Coco Chanel by Lucia Sweet


Sentada em frente à lareira, observo o fogo a dançar entre as achas. A noite está gelada, a lua, linda, ainda crescente. Estou escrevendo, essa mania que tenho, na torre de marfim que construí na minha mente, para me proteger. São lembranças e reflexões para o meu livro, uma ficção autobiográfica. Posto para distrair ( I hope!) meus amigos mais um excerto, dessa vez sobre a Chanel. Poucos conseguem imaginar o grau de sofisticação em que algumas pessoas de extremo bom gosto vivem, principalmente nos dias atuais em que se valoriza o dinheiro acima de tudo. Sem cultura, gastar dinheiro é uma tragédia de falta de gosto, ostentação e vulgaridade. Boa noite de sábado.

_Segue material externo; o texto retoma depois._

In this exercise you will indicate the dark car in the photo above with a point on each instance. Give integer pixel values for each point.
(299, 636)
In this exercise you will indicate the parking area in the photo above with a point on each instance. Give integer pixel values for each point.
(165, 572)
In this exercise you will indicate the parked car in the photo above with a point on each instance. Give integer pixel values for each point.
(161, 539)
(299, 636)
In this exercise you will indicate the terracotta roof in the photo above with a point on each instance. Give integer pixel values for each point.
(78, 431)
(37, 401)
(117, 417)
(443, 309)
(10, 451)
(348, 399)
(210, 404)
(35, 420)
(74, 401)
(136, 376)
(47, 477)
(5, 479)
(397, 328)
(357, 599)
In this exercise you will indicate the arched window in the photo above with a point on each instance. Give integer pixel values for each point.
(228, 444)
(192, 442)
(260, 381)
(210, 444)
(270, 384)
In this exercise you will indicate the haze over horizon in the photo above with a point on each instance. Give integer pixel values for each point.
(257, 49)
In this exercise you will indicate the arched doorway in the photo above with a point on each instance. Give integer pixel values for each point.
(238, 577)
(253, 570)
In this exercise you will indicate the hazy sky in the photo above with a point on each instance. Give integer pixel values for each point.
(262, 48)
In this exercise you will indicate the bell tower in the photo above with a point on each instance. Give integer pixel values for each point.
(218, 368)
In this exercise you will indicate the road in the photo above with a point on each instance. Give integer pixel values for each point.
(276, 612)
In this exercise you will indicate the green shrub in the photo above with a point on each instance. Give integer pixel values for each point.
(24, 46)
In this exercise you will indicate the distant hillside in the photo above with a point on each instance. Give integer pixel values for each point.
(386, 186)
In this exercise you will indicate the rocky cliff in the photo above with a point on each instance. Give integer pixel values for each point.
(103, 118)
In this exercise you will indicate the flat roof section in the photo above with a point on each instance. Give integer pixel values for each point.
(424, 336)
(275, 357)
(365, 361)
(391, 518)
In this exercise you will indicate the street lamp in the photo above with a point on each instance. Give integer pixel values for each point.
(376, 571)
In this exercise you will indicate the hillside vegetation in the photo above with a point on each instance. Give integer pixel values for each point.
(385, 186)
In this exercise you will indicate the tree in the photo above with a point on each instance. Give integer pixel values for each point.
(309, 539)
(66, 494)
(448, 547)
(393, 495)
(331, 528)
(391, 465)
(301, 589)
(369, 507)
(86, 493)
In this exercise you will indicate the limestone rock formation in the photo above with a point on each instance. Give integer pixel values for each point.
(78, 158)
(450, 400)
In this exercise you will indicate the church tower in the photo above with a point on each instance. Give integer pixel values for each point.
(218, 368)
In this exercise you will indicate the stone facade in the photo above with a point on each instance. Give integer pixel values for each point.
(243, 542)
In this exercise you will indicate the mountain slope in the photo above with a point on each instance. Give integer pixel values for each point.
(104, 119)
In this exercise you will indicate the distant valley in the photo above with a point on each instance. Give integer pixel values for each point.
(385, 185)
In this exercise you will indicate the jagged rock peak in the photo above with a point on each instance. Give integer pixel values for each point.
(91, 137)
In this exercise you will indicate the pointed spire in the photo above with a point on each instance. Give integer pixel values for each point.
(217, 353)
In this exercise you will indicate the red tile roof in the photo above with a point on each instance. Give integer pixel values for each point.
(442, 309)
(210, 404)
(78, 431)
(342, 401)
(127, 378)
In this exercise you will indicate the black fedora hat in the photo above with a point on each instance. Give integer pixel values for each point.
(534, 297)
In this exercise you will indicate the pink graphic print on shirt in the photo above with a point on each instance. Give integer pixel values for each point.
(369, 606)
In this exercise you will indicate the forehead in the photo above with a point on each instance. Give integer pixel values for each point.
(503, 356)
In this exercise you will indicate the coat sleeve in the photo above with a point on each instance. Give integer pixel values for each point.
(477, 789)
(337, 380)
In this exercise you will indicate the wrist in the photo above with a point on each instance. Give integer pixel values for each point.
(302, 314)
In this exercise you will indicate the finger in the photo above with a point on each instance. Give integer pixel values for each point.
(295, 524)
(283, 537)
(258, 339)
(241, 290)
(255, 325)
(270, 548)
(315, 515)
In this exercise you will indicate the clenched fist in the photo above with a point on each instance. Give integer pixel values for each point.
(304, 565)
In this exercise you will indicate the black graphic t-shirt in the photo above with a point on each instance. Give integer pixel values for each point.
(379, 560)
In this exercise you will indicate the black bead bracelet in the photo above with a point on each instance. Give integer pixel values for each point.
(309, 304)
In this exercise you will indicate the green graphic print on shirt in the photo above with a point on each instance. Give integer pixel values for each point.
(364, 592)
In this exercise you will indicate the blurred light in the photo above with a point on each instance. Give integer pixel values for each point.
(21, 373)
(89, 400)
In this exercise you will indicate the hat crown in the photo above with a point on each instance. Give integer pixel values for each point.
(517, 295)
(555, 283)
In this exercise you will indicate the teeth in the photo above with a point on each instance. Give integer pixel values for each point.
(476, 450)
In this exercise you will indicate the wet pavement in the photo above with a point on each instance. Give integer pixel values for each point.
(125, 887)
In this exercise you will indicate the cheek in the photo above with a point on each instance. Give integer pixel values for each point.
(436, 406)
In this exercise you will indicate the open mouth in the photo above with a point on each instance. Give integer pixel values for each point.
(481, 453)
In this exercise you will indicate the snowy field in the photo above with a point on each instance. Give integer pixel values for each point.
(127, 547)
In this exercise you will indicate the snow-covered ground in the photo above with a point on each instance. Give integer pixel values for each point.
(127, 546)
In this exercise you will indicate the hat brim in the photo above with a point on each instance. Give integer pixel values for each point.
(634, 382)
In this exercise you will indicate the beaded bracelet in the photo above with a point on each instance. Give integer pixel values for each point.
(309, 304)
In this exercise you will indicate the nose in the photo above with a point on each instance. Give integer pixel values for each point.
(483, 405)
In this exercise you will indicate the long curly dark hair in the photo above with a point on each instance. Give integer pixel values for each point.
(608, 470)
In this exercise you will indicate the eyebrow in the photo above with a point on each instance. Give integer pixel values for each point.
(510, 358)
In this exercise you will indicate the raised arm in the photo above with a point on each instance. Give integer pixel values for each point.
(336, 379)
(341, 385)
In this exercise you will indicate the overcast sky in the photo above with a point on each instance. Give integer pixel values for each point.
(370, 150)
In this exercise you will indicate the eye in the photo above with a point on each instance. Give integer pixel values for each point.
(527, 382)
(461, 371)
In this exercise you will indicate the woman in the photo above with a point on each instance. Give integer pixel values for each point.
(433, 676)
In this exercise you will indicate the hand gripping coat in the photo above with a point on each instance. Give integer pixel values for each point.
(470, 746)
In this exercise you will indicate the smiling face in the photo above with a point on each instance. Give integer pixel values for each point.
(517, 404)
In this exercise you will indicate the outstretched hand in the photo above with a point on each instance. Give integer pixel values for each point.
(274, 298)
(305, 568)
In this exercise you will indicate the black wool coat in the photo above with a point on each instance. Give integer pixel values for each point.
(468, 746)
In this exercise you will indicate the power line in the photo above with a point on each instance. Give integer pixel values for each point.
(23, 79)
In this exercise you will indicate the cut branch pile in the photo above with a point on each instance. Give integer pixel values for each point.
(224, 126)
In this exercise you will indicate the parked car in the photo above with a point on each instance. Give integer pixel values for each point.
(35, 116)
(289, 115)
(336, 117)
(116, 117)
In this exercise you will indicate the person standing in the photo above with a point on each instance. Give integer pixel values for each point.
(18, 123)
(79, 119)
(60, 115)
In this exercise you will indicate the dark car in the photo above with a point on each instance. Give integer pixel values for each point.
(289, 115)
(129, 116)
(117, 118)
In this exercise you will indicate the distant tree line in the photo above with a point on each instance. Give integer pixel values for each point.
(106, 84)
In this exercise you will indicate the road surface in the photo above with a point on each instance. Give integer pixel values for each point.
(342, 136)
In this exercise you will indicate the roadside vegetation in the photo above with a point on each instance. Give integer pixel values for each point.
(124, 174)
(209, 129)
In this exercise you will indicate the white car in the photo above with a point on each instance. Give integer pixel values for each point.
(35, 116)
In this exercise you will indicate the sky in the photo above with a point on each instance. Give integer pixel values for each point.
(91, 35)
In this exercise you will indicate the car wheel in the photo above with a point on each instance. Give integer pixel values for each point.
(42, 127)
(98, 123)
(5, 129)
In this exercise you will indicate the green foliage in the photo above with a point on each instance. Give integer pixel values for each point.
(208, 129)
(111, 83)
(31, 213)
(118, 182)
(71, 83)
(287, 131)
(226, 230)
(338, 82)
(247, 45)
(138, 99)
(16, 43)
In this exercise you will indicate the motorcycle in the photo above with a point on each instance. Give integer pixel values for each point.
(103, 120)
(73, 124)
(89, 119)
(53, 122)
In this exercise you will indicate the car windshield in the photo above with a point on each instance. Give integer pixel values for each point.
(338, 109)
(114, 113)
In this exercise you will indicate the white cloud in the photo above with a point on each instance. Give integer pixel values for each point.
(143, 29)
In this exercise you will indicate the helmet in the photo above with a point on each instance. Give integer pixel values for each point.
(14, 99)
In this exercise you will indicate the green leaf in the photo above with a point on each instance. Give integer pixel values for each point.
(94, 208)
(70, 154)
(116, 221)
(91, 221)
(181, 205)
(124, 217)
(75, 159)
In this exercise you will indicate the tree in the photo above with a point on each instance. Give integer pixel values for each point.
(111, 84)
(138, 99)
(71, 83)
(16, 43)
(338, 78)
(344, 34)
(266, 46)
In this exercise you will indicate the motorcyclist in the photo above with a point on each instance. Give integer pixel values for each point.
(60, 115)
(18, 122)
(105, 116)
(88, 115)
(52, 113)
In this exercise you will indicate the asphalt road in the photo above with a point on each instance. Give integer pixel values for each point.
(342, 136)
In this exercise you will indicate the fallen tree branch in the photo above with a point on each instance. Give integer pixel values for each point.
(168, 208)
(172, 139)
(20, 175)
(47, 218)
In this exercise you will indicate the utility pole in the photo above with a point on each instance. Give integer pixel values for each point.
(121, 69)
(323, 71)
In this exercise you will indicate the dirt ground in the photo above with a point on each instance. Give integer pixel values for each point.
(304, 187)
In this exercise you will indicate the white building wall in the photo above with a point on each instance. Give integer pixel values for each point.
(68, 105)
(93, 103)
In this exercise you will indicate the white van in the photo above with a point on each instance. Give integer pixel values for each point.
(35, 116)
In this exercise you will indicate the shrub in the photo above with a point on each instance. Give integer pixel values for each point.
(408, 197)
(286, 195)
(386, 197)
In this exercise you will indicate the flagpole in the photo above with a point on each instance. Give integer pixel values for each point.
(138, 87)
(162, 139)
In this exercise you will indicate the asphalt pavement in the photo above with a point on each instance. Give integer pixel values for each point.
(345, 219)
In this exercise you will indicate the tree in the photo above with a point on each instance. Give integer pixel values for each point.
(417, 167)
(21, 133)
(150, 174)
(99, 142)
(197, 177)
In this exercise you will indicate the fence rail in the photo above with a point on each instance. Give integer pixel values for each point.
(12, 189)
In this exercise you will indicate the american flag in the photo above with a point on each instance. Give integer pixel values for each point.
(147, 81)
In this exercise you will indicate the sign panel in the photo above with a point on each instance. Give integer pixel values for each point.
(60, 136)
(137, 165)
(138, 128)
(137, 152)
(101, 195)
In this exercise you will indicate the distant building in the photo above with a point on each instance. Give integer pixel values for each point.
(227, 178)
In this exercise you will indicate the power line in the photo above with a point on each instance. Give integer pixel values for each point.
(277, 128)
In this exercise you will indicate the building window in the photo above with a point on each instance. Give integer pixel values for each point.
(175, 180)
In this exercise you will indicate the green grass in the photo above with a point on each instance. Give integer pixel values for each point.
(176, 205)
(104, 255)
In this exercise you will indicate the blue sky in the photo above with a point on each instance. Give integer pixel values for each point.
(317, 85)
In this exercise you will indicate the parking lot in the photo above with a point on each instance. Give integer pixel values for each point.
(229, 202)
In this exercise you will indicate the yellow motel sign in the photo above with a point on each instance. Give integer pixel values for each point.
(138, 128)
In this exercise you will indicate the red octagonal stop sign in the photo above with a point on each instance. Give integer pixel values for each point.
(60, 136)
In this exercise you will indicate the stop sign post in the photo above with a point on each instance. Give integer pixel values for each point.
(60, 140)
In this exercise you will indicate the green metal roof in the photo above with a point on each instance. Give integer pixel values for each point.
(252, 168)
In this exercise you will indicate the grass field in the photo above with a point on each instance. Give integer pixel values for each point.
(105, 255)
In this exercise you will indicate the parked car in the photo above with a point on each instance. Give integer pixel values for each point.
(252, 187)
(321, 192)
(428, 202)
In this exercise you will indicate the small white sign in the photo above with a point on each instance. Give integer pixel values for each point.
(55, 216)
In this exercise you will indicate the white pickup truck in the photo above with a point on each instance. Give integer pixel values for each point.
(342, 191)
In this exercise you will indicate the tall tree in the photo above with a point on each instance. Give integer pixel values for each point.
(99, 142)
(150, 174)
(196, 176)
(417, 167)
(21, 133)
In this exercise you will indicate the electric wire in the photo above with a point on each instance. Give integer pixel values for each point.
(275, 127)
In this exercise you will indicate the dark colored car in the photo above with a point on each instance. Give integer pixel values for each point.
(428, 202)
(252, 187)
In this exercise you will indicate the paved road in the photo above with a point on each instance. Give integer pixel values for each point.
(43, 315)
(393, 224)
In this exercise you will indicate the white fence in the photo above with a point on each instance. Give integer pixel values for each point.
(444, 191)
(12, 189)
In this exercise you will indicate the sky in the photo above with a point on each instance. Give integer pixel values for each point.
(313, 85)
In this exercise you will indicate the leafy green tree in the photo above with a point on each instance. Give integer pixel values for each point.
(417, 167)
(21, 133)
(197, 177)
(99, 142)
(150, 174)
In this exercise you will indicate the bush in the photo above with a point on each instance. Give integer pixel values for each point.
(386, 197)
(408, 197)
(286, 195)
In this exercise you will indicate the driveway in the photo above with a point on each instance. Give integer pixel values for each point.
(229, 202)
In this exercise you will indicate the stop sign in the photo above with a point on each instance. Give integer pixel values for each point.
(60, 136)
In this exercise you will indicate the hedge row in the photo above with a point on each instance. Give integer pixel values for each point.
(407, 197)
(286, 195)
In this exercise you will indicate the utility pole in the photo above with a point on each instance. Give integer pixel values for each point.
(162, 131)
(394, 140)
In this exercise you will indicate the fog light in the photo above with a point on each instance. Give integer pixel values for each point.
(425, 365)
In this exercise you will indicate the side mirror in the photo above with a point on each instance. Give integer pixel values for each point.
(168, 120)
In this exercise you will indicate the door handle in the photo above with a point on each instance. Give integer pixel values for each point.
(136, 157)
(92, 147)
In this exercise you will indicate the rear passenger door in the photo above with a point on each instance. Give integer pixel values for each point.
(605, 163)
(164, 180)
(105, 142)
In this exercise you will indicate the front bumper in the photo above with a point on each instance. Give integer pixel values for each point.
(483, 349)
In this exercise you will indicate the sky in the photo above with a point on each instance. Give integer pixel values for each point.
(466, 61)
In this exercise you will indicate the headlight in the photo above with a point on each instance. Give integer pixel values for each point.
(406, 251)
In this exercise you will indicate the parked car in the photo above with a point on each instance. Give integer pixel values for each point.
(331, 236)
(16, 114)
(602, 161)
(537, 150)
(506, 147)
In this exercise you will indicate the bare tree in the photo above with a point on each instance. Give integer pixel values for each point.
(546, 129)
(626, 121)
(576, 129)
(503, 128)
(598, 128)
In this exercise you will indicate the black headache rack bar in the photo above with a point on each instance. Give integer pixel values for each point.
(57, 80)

Excerto do livro — copyright Lucia Sweet
Coco Chanel, que deveria contar nesse tempo mais de oitenta anos, foi a maior celebridade da moda deste século. Eu a imagina­va uma alegoria esbelta e alada a tocar trombeta, o anjo extermi­nador do mau gosto. A pobre menina órfã que ainda muito jovem fora protegida por alguns dos homens mais ricos e poderosos do seu tempo, tornara-se a dona de um império que lhe rendia algumas centenas de milhões de dólares por ano. Ela, que superara todos os desafios, tinha vergonha de suas origens humildes e passou a vida tentando ferozmente escondê-las. Vencera tudo, menos o seu passado.
Chanel revolucionou o mercado ao encerrar em um frasco o aroma chamado “Numéro 5”. Naquele tempo as mulheres se perfuma­vam com “Mille et Une Nuits”, “Lucrèce Borgia”, “Coeurs en Folie”, “Nuit de Chine”, “Rêve d’Autonne”, que rescendiam a gardênias, jasmins, almíscares da Indochina e rosas búlgaras. A imperatriz da Rússia fazia cultivar violetas em Grasse, no sul da França, para que o perfumista favorito da corte preparasse sua essência imperial exclusiva. Na Inglaterra, as mulheres da família real britânica usavam, desde 1829, um perfume que se chamava “ess-bouquet” e que tinha em sua fórmula âmbar, essência de rosas, musgo, jasmim, violeta e flores de laranjeira. Por sua vez a soberana da Holanda gostava de água de Cologne e a rainha da Rumania preferia o aroma do heliotrópio branco.
Ao misturar pela primeira vez essências de origem animal com extratos vegetais e fórmulas sintéticas, Coco Chanel criou um perfume estável, indefinível, diferente e delicioso. Cerca de oitenta ingredientes faziam parte da composi­ção do “Numéro 5”.
– “Não tem futuro a mulher que não usa perfume” – Chanel costumava dizer.
A incrível lenda do “Numéro 5”, que se tornou o mais célebre perfume do mundo, nasceu em Nova Iorque, na primeira entrevista que Chanel concedera à imprensa ameri­cana após a guerra. Ensinara, então, a sedutora Coco, que uma mulher deveria perfumar seu corpo onde gostaria de ser beijada. Pouco tempo depois, um jornalista entrevistava Marilyn Monroe:
– “O que você veste de manhã?”
– “Saia e blusa.”
– “E ‪de tarde‬?”
– “Outra saia e outra blusa.”
– “E de noite?”
– “A mesma coisa, em seda.”
– “E o que você usa para dormir?”
– “Cinco gotas de Chanel Número 5”.
Um filósofo poderia dizer que as roupas desempenham desígnios mais importantes do que nos aquecer e vestir e que servem para outros intentos não tão frívolos. Para as vítimas da moda, são as roupas que nos usam e não nós que as usamos.
Naquele tempo, eu via o mundo de acordo com o que estava vestin­do e acreditava que a opinião do mundo a meu respeito se encontrasse sob a mesma influência. E no mundo que conhecia, todos tinham razão e igual­mente se enganavam. Ninguém queria escutar o outro e, porque as pessoas monologavam, não havia discórdia. Fetichis­ta, os tecidos eram, para mim, instrumentos mágicos e flexíveis que sugeriam e provocavam. Tornava-me sexy de preto e refinada de bege e rosa. Da mesma forma que um belís­simo carro esporte ou uma casa deslumbrante, as roupas signifi­cavam conforto e bem-estar, prazer sensual e divertimento.